For the more creative gardeners amongst us who want to put their touch on the tree, it is possible to prune in various exciting shapes. Care must be taken when shaping trees and the less drastic the better. Be sure to consider the direction of growth and look to enhance it with the pruning, rather than impede on its natural growth pattern. However, if you do want to experiment with your tree, it can be beneficial to enlist the help of an expert.

Good Maintenance Practices

When pruning your ornamental cherry tree, it is important to ensure that the cuts you make are clean and concise. Dull blades or those that become jammed can cause the cuts to be jagged and can lead to disease entering the tree. Either take the time to sharpen your blades or invest in some good quality ones.

Diseases and Pests

It is worth keeping an eye out for any signs of disease and pest infestation, as some can cause significant damage to your tree.

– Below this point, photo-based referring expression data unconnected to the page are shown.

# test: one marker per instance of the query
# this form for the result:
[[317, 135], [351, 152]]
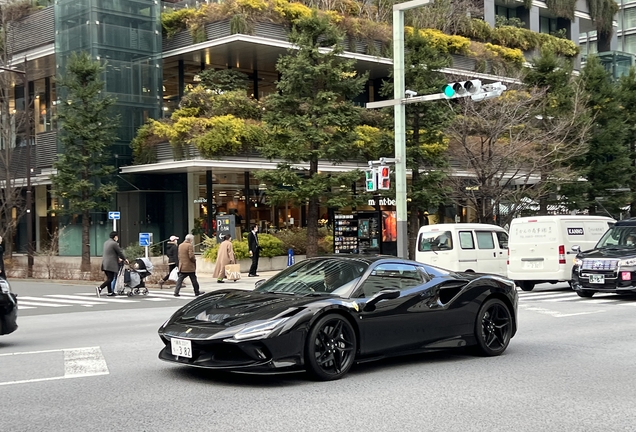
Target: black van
[[8, 309], [609, 267]]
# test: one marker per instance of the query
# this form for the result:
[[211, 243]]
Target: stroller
[[130, 280]]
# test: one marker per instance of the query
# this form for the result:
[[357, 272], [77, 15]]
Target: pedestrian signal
[[370, 179], [384, 178]]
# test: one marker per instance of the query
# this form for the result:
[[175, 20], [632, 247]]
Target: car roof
[[626, 222]]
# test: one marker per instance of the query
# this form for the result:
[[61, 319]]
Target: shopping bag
[[174, 274], [233, 271]]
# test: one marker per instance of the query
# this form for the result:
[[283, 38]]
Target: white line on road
[[78, 363]]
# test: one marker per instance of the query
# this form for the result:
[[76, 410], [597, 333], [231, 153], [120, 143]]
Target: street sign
[[145, 239]]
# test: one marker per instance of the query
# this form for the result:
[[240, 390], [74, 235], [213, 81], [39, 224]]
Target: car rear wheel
[[493, 328], [526, 285], [331, 347]]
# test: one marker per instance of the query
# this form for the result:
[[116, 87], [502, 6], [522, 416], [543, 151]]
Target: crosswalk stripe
[[31, 303], [98, 299], [77, 302]]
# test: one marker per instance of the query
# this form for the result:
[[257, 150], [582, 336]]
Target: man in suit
[[255, 249], [111, 257], [187, 265]]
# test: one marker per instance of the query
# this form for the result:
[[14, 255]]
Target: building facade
[[149, 73]]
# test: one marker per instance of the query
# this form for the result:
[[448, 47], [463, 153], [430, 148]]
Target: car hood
[[235, 309], [616, 252]]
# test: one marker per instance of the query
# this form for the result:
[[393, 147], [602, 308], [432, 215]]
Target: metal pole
[[29, 197], [400, 132]]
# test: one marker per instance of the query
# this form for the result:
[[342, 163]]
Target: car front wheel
[[331, 347], [493, 328]]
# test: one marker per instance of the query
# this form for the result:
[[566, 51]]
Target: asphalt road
[[570, 368]]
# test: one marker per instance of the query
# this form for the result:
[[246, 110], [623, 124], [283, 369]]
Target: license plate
[[531, 265], [597, 278], [181, 347]]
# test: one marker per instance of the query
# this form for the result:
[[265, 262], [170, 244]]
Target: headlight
[[258, 331], [628, 262]]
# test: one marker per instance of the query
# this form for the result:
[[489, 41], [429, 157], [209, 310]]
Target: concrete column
[[489, 12], [534, 19]]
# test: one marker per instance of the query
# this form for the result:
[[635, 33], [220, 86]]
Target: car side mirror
[[385, 294]]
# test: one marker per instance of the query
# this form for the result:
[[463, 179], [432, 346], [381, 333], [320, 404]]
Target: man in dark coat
[[173, 258], [3, 275], [187, 266], [254, 248], [111, 257]]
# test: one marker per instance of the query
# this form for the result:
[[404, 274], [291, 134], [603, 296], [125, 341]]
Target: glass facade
[[126, 34]]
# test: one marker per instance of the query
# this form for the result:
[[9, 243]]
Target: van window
[[502, 239], [435, 240], [484, 240], [466, 240]]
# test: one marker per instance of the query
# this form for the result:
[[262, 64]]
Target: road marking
[[30, 303], [557, 314], [66, 302], [78, 363]]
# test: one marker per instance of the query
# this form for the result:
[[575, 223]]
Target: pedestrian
[[3, 275], [255, 249], [111, 258], [172, 252], [187, 265], [224, 256]]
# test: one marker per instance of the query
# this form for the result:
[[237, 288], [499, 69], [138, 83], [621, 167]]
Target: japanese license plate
[[181, 348], [533, 265], [597, 278]]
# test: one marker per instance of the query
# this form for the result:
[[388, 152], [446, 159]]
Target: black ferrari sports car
[[8, 309], [324, 314]]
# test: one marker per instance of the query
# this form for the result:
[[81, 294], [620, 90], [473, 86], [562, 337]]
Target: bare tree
[[12, 204], [506, 153]]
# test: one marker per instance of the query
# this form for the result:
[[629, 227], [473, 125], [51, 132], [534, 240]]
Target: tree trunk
[[414, 218], [313, 211], [85, 266]]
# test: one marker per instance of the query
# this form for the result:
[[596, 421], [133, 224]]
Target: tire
[[493, 328], [330, 348], [526, 285]]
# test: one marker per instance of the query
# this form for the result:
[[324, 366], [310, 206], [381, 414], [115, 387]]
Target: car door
[[396, 324]]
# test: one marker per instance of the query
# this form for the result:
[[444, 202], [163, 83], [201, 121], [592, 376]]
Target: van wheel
[[525, 285]]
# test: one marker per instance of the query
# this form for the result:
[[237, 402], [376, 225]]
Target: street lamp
[[29, 198]]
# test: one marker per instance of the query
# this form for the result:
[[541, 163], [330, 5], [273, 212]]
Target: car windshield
[[328, 276], [618, 237], [435, 240]]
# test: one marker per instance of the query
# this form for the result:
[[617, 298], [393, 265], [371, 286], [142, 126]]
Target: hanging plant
[[562, 8], [602, 13]]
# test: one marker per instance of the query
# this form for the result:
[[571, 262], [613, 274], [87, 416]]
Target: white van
[[479, 248], [539, 246]]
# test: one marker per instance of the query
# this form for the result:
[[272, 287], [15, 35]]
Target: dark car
[[611, 266], [324, 314], [8, 309]]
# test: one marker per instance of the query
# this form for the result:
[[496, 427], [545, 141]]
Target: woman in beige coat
[[224, 256]]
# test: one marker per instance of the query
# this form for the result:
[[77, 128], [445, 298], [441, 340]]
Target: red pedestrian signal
[[384, 178]]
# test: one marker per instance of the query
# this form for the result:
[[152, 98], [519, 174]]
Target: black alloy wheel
[[493, 328], [331, 348]]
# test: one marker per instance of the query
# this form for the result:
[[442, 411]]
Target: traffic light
[[462, 88], [384, 178], [370, 180]]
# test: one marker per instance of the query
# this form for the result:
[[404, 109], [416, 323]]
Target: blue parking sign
[[145, 239]]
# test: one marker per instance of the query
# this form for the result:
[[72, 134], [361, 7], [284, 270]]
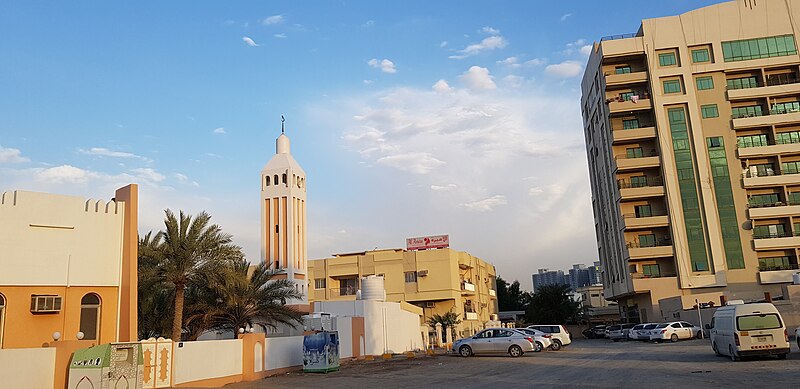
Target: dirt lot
[[585, 363]]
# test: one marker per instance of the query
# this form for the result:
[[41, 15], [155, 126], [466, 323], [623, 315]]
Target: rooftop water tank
[[372, 288]]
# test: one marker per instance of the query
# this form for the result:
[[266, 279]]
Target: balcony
[[634, 134], [632, 222], [768, 150], [626, 78], [625, 163], [779, 209]]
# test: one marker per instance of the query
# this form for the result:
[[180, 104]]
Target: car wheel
[[732, 354]]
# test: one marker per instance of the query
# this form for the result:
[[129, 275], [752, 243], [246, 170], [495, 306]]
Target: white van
[[740, 330]]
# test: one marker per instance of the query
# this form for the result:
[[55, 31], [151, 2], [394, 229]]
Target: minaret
[[283, 217]]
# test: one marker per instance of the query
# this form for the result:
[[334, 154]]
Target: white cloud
[[485, 205], [250, 42], [441, 86], [566, 69], [490, 43], [9, 155], [272, 20], [384, 65], [478, 78]]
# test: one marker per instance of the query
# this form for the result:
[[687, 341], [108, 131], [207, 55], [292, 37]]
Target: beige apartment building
[[692, 129], [436, 280]]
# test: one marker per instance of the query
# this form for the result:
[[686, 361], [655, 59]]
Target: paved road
[[586, 363]]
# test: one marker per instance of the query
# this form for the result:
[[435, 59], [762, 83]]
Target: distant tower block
[[283, 216]]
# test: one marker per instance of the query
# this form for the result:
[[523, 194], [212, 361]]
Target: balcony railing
[[627, 183]]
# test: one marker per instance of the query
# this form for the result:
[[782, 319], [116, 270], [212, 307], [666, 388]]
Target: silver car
[[495, 341]]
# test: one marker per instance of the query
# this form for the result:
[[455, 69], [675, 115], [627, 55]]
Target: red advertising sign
[[428, 242]]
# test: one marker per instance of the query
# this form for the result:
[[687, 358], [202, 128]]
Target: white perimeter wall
[[27, 368], [283, 352], [207, 359]]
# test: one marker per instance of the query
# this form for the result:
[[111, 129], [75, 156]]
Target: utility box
[[321, 352], [111, 365]]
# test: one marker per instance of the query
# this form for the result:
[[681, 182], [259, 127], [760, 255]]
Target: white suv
[[560, 336]]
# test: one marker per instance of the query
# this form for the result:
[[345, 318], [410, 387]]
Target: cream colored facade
[[436, 280], [68, 265], [693, 133]]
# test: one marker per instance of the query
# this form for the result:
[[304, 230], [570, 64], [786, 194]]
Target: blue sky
[[410, 118]]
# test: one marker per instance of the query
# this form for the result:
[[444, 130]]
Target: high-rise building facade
[[692, 129]]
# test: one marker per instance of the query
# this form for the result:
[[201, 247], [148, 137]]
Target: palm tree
[[247, 296], [190, 250]]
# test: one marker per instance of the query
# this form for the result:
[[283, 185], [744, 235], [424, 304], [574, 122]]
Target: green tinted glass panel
[[704, 83], [688, 189], [700, 55], [743, 50], [667, 59], [672, 86], [726, 209]]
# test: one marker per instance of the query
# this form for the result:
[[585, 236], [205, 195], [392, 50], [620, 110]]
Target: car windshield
[[764, 321]]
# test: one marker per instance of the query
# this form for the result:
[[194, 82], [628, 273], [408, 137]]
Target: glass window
[[90, 316], [709, 111], [704, 83], [667, 59], [747, 49], [672, 86], [700, 55]]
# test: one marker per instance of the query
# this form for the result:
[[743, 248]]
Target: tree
[[189, 250], [448, 320], [552, 304], [245, 296]]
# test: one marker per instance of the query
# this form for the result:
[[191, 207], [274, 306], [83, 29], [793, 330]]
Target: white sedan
[[673, 331]]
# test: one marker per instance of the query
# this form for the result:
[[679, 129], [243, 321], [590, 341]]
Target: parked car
[[675, 330], [495, 341], [560, 336], [740, 329], [542, 340], [641, 331]]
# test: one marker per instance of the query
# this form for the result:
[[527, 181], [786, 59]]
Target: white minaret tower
[[283, 216]]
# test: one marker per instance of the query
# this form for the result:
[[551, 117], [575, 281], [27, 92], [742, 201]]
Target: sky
[[410, 118]]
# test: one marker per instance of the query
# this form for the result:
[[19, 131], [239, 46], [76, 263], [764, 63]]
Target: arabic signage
[[428, 242]]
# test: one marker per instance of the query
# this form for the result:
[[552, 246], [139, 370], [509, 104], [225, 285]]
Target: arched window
[[90, 316], [2, 316]]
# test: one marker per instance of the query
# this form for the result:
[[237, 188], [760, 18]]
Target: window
[[709, 111], [635, 152], [90, 316], [704, 83], [647, 240], [752, 140], [783, 138], [651, 271], [643, 210], [742, 83], [630, 124], [622, 70], [667, 59], [672, 86], [742, 50], [700, 55]]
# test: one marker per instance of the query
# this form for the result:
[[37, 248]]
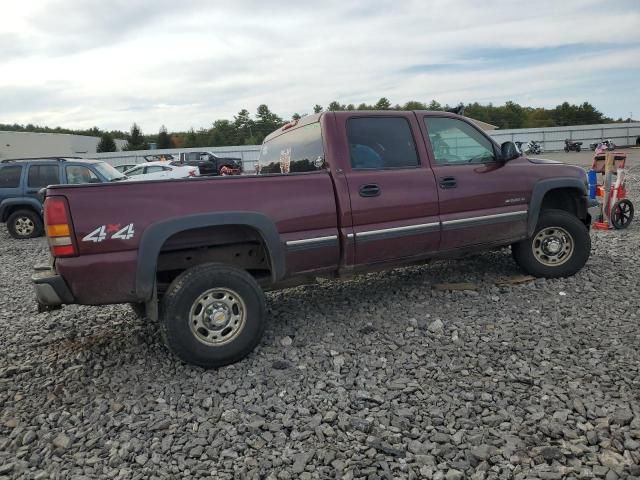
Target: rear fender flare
[[25, 202], [542, 187], [157, 234]]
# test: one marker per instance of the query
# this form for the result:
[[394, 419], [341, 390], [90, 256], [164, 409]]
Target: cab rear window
[[10, 176], [296, 151]]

Generally, ornamental cherry trees are relatively resistant to disease and pests, but can still succumb in certain areas. Be sure to keep any fallen foliage and debris cleared away, as this can attract unwanted guests. Be extra vigilant when it’s mating season as this is when pests come out in force.

Gordon Wesson is an environmentalist and author who lives in the Pacific Northwest. He has been writing for many years about topics related to trees, the environment, and sustainability. In particular, he is passionate about educating people on the importance of living in harmony with the environment and preserving natural spaces. He often speaks at conferences and events around the country to share his knowledge with others. His dedication to protecting our planet makes him one of the leading voices in his field today.